The specified number of employees varies depending on the size of the employer’s workforce. The statutory thresholds are set out in the table below.
|Total workforce||Threshold number of redundancies|
|21 to 49||5 or more|
|50 to 99||10 or more|
|100 to 299||10% or more of the workforce|
|300 or more||30 or more|
Notification to the Minister
Employers who are making collective redundancies must give written notice of the proposed redundancies to the Minister for Jobs, Enterprise and Innovation. A copy of this notice must be sent to the employees’ representatives who may make observations to the Minister. The Minister has power to make further enquiries about the situation and to carry out investigations if necessary. The Minister should be notified at the earliest opportunity and, in any event, at least 30 days before the first dismissal takes effect. Where collective redundancies are effected by an employer before the expiry of the 30 day period, the employer is guilty of an offence and liable on conviction or indictment to a fine not exceeding €250,000.
In addition, the employer must consult with the Minister, or an authorised officer of the Minister, if requested to do so. Such consultations are intended to seek solutions to any problems caused by the proposed redundancies. For the purposes of such consultations, the employer must supply the Minister with as much information about the proposed redundancies as the Minister may reasonably require.
Notification to employees' representatives
The 1977 Act as amended requires the employer to give the employees' representatives written details of:
- the reasons for the proposed redundancies
- the number and descriptions of categories of employees to be made redundant
- the number and descriptions of categories of employees normally employed
- the period during which the redundancies are to be made
- the criteria proposed for the selection of workers to be made redundant
- the method proposed for calculating redundancy payments.

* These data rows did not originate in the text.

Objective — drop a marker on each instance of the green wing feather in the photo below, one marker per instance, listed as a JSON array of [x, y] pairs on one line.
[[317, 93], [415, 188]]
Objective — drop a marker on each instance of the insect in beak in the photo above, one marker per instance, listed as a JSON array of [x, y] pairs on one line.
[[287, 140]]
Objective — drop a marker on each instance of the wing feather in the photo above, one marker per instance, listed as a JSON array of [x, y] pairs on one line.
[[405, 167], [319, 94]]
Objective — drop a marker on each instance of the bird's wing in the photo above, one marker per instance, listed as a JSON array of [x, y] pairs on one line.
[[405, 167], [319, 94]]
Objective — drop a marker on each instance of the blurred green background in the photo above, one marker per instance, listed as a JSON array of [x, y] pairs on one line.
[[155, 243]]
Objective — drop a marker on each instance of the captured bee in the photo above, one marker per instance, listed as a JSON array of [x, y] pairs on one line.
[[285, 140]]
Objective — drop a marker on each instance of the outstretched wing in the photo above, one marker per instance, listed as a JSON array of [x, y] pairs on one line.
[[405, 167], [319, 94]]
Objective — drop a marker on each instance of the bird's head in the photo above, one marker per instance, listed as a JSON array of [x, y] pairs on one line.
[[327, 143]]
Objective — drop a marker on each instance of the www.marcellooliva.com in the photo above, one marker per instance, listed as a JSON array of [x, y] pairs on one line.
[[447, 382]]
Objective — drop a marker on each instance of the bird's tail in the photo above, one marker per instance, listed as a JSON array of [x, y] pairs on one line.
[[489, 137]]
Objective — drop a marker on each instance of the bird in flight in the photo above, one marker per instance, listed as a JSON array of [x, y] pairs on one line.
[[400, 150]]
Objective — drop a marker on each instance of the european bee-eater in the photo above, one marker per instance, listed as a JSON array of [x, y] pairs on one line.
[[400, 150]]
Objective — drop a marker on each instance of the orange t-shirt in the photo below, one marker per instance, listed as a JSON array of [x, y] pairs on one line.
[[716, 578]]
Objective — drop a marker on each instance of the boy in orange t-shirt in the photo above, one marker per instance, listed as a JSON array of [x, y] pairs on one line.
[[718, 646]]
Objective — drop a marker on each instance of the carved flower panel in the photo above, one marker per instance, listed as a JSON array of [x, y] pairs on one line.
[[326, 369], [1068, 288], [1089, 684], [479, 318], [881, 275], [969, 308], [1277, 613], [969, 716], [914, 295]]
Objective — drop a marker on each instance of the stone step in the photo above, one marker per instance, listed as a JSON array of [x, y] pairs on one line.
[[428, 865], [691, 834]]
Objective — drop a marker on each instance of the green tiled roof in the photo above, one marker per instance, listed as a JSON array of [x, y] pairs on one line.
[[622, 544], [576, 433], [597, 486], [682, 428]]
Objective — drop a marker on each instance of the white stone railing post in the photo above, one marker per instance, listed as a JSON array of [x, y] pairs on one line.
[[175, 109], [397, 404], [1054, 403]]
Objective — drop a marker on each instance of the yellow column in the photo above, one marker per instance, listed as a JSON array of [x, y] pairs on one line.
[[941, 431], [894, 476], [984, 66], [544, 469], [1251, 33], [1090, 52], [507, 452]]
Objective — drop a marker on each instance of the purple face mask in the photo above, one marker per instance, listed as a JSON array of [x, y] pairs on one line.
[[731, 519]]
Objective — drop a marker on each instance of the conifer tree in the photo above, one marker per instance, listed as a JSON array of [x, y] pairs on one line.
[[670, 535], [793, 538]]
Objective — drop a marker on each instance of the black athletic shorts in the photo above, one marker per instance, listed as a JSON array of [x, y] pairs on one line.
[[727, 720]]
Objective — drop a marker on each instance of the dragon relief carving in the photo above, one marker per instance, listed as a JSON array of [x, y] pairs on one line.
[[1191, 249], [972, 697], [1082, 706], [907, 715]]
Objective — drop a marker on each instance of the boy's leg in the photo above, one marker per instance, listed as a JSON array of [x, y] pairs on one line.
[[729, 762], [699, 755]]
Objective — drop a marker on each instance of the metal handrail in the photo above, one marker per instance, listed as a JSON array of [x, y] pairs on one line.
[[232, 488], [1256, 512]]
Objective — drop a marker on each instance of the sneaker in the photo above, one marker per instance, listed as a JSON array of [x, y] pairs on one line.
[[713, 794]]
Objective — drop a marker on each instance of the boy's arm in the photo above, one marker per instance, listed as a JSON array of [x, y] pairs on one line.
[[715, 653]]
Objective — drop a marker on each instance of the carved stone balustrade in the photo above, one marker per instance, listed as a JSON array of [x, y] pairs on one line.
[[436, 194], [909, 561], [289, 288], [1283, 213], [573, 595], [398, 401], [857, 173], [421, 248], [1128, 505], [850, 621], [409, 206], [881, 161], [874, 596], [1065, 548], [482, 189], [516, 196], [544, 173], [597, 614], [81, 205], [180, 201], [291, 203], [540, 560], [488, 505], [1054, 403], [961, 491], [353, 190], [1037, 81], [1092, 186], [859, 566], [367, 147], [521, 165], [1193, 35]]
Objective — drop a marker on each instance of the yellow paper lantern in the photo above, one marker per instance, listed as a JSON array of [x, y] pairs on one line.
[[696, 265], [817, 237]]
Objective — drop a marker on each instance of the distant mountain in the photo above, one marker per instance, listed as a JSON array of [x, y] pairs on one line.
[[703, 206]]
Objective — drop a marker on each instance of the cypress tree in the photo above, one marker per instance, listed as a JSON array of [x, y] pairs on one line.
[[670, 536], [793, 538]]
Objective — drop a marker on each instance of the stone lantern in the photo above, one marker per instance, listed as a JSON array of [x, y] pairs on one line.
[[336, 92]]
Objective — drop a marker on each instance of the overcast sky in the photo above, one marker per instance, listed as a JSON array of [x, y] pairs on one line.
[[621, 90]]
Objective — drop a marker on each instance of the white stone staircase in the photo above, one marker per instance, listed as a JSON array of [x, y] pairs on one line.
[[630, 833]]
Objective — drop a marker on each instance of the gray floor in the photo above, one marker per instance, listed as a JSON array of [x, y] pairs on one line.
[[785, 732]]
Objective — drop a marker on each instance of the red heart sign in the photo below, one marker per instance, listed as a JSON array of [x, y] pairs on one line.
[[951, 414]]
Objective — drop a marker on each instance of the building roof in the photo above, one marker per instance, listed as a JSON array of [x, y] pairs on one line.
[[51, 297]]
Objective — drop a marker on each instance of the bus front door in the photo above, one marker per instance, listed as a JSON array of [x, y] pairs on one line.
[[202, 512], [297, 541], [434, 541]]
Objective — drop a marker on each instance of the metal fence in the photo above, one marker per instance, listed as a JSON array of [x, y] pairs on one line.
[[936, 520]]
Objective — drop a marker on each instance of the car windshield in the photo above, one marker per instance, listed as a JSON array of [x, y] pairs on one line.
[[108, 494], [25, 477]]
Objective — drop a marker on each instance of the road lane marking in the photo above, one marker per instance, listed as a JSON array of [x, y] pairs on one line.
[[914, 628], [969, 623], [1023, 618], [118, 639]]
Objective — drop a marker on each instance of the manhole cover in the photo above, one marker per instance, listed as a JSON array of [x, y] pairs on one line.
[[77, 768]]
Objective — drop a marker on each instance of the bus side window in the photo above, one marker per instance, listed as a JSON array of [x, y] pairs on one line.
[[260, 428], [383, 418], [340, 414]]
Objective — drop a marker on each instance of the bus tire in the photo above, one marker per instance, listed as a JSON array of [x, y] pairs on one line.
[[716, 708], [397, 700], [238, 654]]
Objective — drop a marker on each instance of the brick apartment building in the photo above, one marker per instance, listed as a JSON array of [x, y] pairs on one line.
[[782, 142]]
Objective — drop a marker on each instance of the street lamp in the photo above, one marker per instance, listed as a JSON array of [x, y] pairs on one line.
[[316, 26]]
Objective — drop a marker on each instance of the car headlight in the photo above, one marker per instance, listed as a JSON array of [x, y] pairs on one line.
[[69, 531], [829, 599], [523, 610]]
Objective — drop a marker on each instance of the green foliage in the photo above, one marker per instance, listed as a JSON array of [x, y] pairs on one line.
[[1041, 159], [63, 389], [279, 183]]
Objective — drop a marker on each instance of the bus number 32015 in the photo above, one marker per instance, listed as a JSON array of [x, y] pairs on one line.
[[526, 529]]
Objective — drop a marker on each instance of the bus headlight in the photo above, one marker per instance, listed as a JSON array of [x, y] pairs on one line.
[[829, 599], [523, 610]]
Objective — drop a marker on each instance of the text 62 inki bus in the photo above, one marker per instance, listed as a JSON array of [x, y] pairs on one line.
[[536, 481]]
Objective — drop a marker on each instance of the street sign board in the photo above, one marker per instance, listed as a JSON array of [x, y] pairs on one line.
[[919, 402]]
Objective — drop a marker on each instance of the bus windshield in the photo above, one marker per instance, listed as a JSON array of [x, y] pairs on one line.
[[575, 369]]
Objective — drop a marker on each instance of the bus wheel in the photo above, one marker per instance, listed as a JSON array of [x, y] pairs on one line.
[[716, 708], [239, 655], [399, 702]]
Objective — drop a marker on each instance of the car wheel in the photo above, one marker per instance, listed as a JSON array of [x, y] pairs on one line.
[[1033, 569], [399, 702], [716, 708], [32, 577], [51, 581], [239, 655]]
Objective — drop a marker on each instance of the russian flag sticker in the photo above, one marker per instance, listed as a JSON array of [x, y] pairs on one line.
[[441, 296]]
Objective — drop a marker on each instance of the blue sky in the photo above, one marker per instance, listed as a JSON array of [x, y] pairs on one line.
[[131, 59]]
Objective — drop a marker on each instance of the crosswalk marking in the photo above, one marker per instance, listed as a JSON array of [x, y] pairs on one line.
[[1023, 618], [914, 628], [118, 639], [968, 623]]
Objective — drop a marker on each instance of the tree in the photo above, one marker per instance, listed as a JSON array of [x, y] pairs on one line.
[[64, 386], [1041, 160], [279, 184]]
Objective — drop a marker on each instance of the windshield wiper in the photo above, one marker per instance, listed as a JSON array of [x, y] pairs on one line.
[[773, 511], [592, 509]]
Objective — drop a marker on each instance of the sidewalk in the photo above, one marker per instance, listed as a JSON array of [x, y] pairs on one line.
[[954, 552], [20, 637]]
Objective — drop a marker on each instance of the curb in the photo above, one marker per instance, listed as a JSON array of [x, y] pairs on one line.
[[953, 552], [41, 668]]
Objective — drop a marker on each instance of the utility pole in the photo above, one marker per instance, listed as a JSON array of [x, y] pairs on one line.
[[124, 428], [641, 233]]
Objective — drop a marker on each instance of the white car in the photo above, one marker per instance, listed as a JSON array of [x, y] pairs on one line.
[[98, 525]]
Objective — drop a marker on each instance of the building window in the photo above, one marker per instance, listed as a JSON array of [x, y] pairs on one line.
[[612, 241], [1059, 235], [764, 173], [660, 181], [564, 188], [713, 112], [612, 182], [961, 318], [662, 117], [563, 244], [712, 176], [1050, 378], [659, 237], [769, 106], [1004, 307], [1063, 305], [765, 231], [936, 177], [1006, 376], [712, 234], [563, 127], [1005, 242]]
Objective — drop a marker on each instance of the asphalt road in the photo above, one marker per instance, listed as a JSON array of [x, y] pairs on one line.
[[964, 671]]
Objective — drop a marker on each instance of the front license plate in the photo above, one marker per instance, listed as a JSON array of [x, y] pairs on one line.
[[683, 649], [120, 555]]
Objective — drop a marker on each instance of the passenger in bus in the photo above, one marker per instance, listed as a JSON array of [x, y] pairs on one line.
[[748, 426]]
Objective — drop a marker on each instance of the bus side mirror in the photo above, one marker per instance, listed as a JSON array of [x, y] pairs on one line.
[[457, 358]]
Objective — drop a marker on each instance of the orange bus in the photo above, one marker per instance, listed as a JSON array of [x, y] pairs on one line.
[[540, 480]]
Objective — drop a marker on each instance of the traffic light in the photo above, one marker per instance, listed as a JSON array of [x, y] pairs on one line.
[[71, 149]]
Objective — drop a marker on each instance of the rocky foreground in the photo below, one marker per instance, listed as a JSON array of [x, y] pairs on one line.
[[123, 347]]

- Under the Protection of Employees (Temporary Agency Work) Act 2012, the employer must also give details of the number of any agency workers engaged by the employer and their place and type of work.
The same information should be supplied to the Minister as soon as possible
The legislation obliges the employer to consult with employees’ representatives on the proposed redundancies to try to reach an agreement. The employees’ representatives are their trade unions or staff associations or, where there is no trade union or staff association, persons chosen by the employees to represent them.
The consultation must include discussions on:
- The possibility of avoiding the proposed redundancies or reducing the numbers of employees affected. For example, by re-deploying or re-training employees.
- The basis on which employees are to be selected for redundancy.
Consultations should be initiated at the earliest reasonable opportunity and at least 30 days before the first notice of dismissal is given. The obligation to consult is triggered where strategic decisions or changes in activities occur which compel the employer to contemplate or plan for redundancies.
Failure to initiate consultation with the employees' representatives, or to notify the Minister, is an offence and an employer is liable on summary conviction to a fine not exceeding €5,000.